同技術では、人物や物体の視覚的特徴に加えて、作業内容を認識する上で重要な人物の姿勢特徴、物体の種別情報などの表現形式の異なる特徴間の関係性を統合的に解析。それぞれの作業内容の認識において、どの特徴が重要になるかを深層学習で適応的に重み付けする。これにより、建設現場のように多人数が行き交う混雑した環境においても、多種多様な作業内容を高精度に認識できるという。
同技術の活用により、建設現場などの多数の作業者の作業内容を時系列でデジタル化して管理できるようになり、業務フローの効率化や人員リソースの最適配置などが期待されるとしている。
技術の特徴は以下のとおり。
同時並行で多種多様な作業内容を認識可能
建設現場などでは、多数の人物が大小様々な道具や重機を使用して、周辺の様々な対象物・環境に対し、様々な動作・姿勢で、作業が同時並行で行われる。同技術では、人物の視覚的特徴に加えて、人物の姿勢特徴、物体の種別情報、人物や物体の位置情報、人物の周辺環境の視覚的特徴などの表現形式の異なる特徴間の関係性を統合的に解析。これにより、建設現場で行われる「掘削」「転圧」「整地」「コンクリートならし」「コンクリート流し込み」「台車運搬」「鉄筋組み」などの作業内容を同時並行で認識できる。
多数の人物が密集した環境でもそれぞれの作業内容を安定的に認識
多様な特徴間の関係性を統合的に解析する際に、どの特徴が重要になるかを深層学習で適応的に重み付けして解析することで、人の重なりなどにより一部の特徴が検知されない場合でも他の特徴で補完できる。また、多数の人物が密集した場合でも、位置情報を重視して人物と物体間の関係性を正確に捉えることが可能。これにより、建設現場のような多数の人物が行き交う混雑した環境においても、安定して作業内容を認識できるとしている。
なお、NECは、大和ハウス工業と共同で、戸建て住宅の建設現場において同技術の実証実験を行った。
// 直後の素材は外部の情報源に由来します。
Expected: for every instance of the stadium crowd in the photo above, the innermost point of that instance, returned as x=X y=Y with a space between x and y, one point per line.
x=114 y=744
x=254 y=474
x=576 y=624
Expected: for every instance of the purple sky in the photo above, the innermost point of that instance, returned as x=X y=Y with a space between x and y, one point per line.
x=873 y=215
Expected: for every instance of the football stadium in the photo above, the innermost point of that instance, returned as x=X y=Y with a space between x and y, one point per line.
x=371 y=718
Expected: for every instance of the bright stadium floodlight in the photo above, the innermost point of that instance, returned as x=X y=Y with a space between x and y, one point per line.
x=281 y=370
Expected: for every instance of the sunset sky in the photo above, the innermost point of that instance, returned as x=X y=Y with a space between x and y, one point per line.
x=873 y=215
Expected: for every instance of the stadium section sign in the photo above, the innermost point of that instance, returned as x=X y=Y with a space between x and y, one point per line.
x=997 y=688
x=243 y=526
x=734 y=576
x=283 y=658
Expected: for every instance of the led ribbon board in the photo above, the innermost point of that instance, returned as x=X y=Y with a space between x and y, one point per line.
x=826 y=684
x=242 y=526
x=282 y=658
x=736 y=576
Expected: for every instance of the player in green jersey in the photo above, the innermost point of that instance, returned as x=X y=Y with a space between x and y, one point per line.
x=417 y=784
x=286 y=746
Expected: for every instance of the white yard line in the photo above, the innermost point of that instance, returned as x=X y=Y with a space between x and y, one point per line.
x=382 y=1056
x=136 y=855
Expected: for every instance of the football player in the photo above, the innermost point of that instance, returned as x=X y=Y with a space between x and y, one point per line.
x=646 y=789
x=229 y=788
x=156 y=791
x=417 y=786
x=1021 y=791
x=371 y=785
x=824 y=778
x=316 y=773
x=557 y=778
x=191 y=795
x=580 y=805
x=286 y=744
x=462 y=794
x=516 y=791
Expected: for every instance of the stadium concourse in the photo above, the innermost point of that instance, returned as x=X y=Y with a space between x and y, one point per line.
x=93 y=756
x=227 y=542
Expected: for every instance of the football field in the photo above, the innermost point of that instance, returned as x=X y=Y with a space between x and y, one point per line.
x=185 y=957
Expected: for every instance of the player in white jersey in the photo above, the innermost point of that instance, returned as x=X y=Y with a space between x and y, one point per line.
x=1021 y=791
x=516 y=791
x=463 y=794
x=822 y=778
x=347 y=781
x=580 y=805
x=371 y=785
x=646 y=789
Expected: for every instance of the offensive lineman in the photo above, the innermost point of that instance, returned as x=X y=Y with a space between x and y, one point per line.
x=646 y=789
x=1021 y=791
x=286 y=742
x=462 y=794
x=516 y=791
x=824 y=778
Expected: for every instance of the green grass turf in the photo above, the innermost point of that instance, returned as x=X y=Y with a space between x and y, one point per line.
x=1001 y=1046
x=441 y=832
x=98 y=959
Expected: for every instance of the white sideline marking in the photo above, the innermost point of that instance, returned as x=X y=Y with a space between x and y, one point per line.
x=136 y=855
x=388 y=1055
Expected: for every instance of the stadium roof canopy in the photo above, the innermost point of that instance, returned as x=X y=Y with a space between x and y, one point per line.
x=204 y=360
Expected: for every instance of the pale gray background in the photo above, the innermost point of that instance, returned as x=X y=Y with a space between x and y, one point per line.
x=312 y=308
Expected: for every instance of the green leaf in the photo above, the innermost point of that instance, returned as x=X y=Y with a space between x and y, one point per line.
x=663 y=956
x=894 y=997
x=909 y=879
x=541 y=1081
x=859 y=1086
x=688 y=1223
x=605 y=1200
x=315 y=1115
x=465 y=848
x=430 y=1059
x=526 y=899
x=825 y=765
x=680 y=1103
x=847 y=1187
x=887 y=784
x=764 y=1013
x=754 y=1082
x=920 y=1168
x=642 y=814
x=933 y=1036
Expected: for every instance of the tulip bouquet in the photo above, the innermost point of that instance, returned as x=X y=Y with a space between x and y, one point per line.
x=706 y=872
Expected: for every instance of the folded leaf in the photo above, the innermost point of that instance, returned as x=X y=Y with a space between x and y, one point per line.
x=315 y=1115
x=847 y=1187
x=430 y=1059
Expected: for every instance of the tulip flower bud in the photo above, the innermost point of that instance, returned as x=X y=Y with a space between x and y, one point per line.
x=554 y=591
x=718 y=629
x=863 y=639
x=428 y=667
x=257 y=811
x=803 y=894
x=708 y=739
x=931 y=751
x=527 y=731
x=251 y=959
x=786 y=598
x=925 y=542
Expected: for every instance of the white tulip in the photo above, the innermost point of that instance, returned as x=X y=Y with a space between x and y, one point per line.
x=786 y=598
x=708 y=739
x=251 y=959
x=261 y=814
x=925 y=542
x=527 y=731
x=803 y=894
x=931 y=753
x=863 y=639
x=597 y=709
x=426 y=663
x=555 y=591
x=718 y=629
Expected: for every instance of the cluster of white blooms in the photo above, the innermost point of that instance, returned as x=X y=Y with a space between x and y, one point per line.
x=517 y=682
その結果、「転圧」「根切・埋戻」「コンクリート打設」「鉄筋組み」などの複数の作業内容を正確に認識し、実際の現場作業者による各作業の作業時間を10%以内の誤差で推定することに成功したという。
同社は今後、建設に加えて、製造・物流・小売などの様々な現場作業に対して同技術の検証を進め、2023年度の実用化を目指すとしている。